Selective Immunoglobulin Deficiency
(See also Overview of Immunodeficiency Disorders.)
There are several classes of immunoglobulins, such as immunoglobulin A (IgA), IgD, IgE, IgG, and IgM. Each class helps protect the body from infection in a different way (see also Antibodies).
The level of any immunoglobulin class may be low, but the most commonly affected class is IgA.
Selective IgA deficiency is the most common immunoglobulin abnormality. It may be caused by a mutation in a specific gene or by a drug, such as phenytoin (used to treat seizure disorders) or sulfasalazine (used to treat rheumatoid arthritis). How the gene mutation is inherited is unknown, but having a family member with selective IgA deficiency increases the risk by about 50 times
Most people with selective IgA deficiency have few or no symptoms. Others develop chronic lung infections, sinusitis, allergies, asthma, nasal polyps, chronic diarrhea, or, rarely, autoimmune disorders, such as systemic lupus erythematosus (lupus) or inflammatory bowel disease (which usually causes gastrointestinal symptoms that often recur or that may be serious). A few people develop common variable immunodeficiency over time.
Some people with selective IgA deficiency produce antibodies against IgA if they are exposed to IgA in blood transfusions or immune globulin (antibodies obtained from the blood of people with a normal immune system). Rarely, antibodies against IgA trigger a severe allergic (anaphylactic) reaction the next time such people are given a blood transfusion or immune globulin.
Some people improve spontaneously. Life span is usually unaffected. If an autoimmune disorder or another immune disorder (such as common variable immunodeficiency) develops, life span may be shortened.
Doctors suspect selective IgA deficiency in people if they have
Blood tests to measure immunoglobulin levels are done to confirm the diagnosis.

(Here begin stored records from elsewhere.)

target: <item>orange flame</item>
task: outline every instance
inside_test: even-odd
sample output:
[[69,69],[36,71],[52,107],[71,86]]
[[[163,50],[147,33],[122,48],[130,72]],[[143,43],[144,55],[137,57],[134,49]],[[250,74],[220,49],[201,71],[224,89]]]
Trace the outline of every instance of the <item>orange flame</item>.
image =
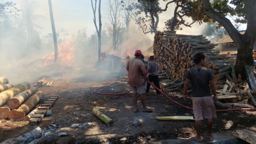
[[[74,42],[74,40],[72,39],[67,38],[58,45],[59,60],[68,66],[71,65],[74,58],[74,52],[75,49],[74,46],[72,44]],[[54,52],[53,52],[48,54],[45,59],[46,60],[54,60]]]

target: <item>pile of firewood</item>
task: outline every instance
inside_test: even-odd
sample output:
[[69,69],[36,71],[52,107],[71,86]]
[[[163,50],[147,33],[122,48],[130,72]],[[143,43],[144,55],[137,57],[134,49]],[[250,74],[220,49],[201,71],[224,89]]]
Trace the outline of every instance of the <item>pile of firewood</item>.
[[[217,44],[211,43],[203,35],[176,34],[172,31],[158,31],[153,45],[156,61],[167,80],[161,85],[164,91],[179,90],[184,84],[187,70],[194,66],[193,58],[197,52],[207,55],[206,67],[212,69],[214,82],[225,80],[226,74],[231,73],[236,56],[222,55],[214,49]],[[227,59],[231,58],[229,60]],[[164,78],[163,78],[164,79]],[[173,81],[172,81],[174,80]]]
[[[246,81],[237,78],[234,68],[235,55],[224,55],[214,49],[217,44],[211,43],[202,35],[179,35],[171,31],[158,31],[155,35],[153,52],[160,68],[160,87],[165,92],[183,90],[187,70],[194,65],[193,59],[197,52],[207,55],[205,66],[211,69],[214,76],[217,95],[221,102],[217,105],[230,107],[231,105],[253,107],[248,105],[251,98],[256,105],[255,99]],[[191,85],[188,92],[191,92]],[[232,103],[232,104],[231,104]]]
[[0,77],[0,119],[24,118],[44,95],[36,87],[23,82],[16,85],[8,84],[5,77]]
[[34,87],[50,87],[52,84],[53,81],[47,80],[45,78],[38,80],[37,83],[34,85]]

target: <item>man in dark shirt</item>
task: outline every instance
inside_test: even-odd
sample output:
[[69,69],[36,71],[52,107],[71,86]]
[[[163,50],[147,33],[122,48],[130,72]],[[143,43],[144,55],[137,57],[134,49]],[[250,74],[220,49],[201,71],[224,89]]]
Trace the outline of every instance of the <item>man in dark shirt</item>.
[[[157,62],[154,60],[154,56],[152,55],[149,57],[149,62],[148,64],[148,79],[150,82],[153,82],[156,87],[160,89],[159,85],[159,78],[158,77],[158,64]],[[147,85],[147,93],[149,92],[149,88],[150,84],[148,83]],[[160,94],[160,92],[155,90],[157,94]]]
[[[140,56],[140,60],[141,60],[142,62],[143,62],[143,63],[144,64],[146,69],[148,69],[148,62],[146,62],[144,60],[144,55],[143,54],[141,54],[141,55]],[[146,77],[143,74],[141,74],[141,76],[144,77]],[[146,81],[144,79],[142,79],[142,82],[143,82],[143,87],[144,87],[145,91],[146,91],[147,90],[147,81]]]
[[[189,138],[192,140],[202,142],[201,120],[206,119],[207,132],[206,138],[211,140],[212,136],[211,131],[212,127],[212,119],[216,118],[216,110],[213,104],[213,99],[217,100],[216,87],[213,82],[213,76],[211,70],[204,66],[206,62],[205,55],[202,53],[197,53],[195,55],[195,67],[189,69],[186,75],[186,81],[184,85],[183,99],[186,101],[187,91],[189,89],[189,82],[191,81],[193,111],[195,120],[195,130],[197,136]],[[209,87],[210,85],[210,87]],[[214,94],[213,99],[210,89]]]

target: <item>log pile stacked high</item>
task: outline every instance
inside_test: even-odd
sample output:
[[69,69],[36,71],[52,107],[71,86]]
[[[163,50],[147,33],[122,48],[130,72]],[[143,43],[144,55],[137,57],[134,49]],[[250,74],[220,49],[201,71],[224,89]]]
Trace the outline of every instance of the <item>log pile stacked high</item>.
[[153,49],[156,61],[160,70],[165,73],[164,75],[166,78],[170,80],[166,80],[161,85],[164,91],[166,89],[182,89],[187,70],[194,65],[193,59],[197,52],[206,55],[206,66],[212,69],[215,82],[224,80],[226,74],[231,73],[230,62],[233,64],[234,60],[227,59],[233,59],[235,56],[219,55],[219,50],[213,49],[217,44],[211,43],[203,35],[175,33],[169,30],[158,31],[154,37]]
[[[236,56],[220,55],[219,50],[214,49],[216,45],[202,35],[158,31],[155,35],[153,49],[160,69],[161,90],[165,92],[182,91],[187,70],[195,65],[194,55],[200,52],[207,55],[205,66],[211,69],[214,76],[220,100],[216,105],[226,107],[232,105],[253,107],[248,104],[248,100],[251,99],[252,104],[256,106],[252,96],[256,92],[250,89],[246,81],[241,80],[240,75],[237,78],[234,68]],[[191,87],[190,85],[190,89]],[[191,91],[190,90],[188,92]]]

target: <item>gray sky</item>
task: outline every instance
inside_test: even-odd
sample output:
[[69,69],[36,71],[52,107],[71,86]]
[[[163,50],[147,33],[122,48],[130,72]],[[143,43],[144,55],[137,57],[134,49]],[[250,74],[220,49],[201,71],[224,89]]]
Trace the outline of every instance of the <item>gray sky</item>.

Normally, the body’s immune system responds to a vaccine by producing substances (such as antibodies) and mobilizing white blood cells that recognize and/or attack the specific bacteria or virus represented in the vaccine. Then whenever people who have been vaccinated are exposed to the specific bacteria or virus, the immune system automatically produces these antibodies and takes other action to prevent or lessen illness. People with selective IgA deficiency do not produce antibodies in response to certain kinds of vaccines. Doctors measure IgA antibody (immunoglobulin) levels before and after vaccinations. Lack of increase in IgA after vaccination helps to make the diagnosis.
Usually, no treatment of selective IgA deficiency is needed.
Antibiotics are given to people who have an infection. If the disorder is severe, antibiotics are given in advance to prevent infections from developing.
People who have had an anaphylactic reaction to a blood transfusion or immune globulin should wear a medical identification bracelet or tag to alert doctors to take precautions against such reactions.
Selective IgA deficiency that results from taking a drug usually resolves if the drug is stopped.